I am very familiar with Erie County Cemeteries by Western New York Roots (aka Kathy). They will be linked to those town pages. [So what are you recommending? ]
Washington County, Maryland Cemeteries is not a good format because it leads the researcher to assume they are the only links when there are other sites having databases or more information. [Because something is not a good format should we not include it?, Isn't it ok to list all sources, good and bad?] Findagrave is not 100 percent
as you should know by now[Inflammatory, insinuates that if you don't you are stupid, again, don't we want all sources, good and bad? If one is not 100% accurate leave a note to that effect with the link]. And it is not allowing addition links to sources available through various libraries for specific cemeteries. (BTW the url is bad. Should be Washington County, Maryland Cemeteries, not Washington County Maryland Cemeteries without the ",")
Political Graveyards is not complete and I know what limitations so I make effort to link to specific cemetery if listed (the link is there in Political Graveyards site.)

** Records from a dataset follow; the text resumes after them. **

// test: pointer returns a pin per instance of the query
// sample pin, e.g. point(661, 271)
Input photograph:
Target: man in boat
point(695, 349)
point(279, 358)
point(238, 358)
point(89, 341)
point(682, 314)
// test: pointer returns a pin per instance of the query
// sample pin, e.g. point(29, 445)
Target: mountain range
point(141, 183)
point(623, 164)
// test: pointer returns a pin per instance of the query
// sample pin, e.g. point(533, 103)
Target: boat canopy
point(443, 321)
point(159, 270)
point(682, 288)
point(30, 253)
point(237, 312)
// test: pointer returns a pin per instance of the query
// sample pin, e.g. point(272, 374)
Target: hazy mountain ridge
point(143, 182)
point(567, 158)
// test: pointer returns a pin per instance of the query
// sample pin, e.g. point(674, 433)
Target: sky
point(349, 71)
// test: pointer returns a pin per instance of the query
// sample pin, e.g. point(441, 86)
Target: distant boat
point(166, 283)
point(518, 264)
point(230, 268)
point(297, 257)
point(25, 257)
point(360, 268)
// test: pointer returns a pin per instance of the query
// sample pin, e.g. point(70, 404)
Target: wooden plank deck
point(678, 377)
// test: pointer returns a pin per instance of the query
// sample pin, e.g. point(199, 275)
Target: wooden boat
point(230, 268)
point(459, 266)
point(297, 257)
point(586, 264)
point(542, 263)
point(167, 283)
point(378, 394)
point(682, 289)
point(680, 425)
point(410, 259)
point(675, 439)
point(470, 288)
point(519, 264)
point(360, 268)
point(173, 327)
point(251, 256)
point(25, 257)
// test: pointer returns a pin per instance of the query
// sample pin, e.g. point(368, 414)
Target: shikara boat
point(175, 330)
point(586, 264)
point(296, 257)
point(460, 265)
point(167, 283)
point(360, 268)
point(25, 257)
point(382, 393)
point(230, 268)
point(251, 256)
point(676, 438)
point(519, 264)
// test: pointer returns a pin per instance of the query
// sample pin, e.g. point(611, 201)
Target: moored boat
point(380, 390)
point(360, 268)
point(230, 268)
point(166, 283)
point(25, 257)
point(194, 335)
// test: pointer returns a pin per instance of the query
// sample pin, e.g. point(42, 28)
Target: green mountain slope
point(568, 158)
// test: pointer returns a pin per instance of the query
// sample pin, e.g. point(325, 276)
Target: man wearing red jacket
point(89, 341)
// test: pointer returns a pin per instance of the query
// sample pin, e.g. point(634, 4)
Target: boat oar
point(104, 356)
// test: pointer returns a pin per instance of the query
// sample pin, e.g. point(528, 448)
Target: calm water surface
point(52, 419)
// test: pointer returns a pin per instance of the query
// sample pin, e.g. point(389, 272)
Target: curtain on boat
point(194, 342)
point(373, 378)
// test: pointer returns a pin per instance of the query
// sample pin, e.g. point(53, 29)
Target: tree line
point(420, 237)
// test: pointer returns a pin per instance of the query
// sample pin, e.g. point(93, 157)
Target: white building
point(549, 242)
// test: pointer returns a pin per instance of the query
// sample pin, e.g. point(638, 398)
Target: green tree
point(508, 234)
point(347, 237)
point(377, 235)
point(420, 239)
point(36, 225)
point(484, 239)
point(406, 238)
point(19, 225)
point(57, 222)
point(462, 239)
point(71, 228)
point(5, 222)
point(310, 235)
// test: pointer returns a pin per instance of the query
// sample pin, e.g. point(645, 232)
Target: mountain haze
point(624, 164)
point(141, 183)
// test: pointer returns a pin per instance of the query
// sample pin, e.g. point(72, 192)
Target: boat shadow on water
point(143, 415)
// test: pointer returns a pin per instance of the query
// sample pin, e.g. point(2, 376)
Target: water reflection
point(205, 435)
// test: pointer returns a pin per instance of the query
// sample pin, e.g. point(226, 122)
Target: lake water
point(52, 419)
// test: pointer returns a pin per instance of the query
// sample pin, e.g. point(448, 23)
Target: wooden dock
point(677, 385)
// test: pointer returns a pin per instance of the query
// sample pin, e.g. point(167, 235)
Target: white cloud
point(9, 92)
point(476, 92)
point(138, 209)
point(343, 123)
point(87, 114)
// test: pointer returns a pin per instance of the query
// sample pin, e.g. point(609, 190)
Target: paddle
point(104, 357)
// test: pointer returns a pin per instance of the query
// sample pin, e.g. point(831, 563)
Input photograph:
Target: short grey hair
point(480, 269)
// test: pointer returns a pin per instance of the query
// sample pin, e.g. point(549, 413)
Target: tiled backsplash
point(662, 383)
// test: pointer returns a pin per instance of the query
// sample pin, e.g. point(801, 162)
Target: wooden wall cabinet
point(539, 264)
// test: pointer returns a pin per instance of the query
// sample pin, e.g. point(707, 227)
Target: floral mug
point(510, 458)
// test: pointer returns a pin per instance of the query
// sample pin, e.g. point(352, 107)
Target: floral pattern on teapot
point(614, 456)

Bristol County MA - thank you for providing me that link, even it does not lead to any database of burials and it doesn't list every cemetery as there are more missed by the GNIS. I have the master cemetery book for all of Massachusetts, including the missing cemeteries.Think "death certificates", "obituaries", "family records". [Great paragraph!! This is perfect, thank you]
The researcher will type the town or city first, bypassing the county. I've observed the researchers in action to know it is very frequent route. [Great comment. Very helpful.] [I hope other community members will voice their opinions, we can come to a consensus, and that everyone can live by the consensus--for this page.]
dsammy 21:46, 19 March 2009 (UTC)
There is a drawback with ePodunk - when you look at the list of cemeteries, it does not say which town/city the cemetery is in unless the cemetery name is obvious, meaning the researcher would have to open each link to find correct town to find the correct cemetery. It is worse when the position is reversed - when you go to city, it has link to cemetery page but it does not say which cemetery. And in case of Weber County I noticed "Cemetery Unknown", a quick look at the link, it led to Ben Lomond Cemetery.
That is why I made it a point for me to check throughly any site to be sure links will lead to something valuable and worthwhile before adding the site link.
I think there is a better solution, just give me time to put it together and show it in my Sandbox. dsammy 01:07, 20 March 2009 (UTC)
If I was trying to find out where Ben Lomond Cemetery was located, I would just do a Google search for "Ben Lomond Cemetery." Conducting a search today did not produce a link to the Wiki on the first two pages of search results (100 hits). If I already knew that Ben Lomond was located somewhere in the state of Utah, I would use the Utah Cemeteries Database online. I have also observed many researchers who were looking for cemetery records and going directly to the town level has not been one of the frequent methods. I am asking myself several questions: Why does a researcher need to know where the cemetery is located? When conducting research, will the cemetery location help them find the records that are available either online or off? Maybe this subject needs a discussion at a higher level, something along the line of methodology and not just what page the cemetery name should be listed on.
For instance: If I wanted to visit the cemetery where my ancestor was buried, I would need to know where the cemetery was located today. On the other hand, if I wanted to record in my record manager where my ancestor was buried, I would want to know where that cemetery was located at the time of burial. Where the cemetery was located in 1850 may or may not be the same location it's at today. And knowing where the cemetery was located at the time of burial may help me locate the records for that cemetery, especially if they are not online. Franjensen 14:02, 20 March 2009 (UTC)
What is the differentiation between towns, citie, communities? Could we just stick with a list in populated places?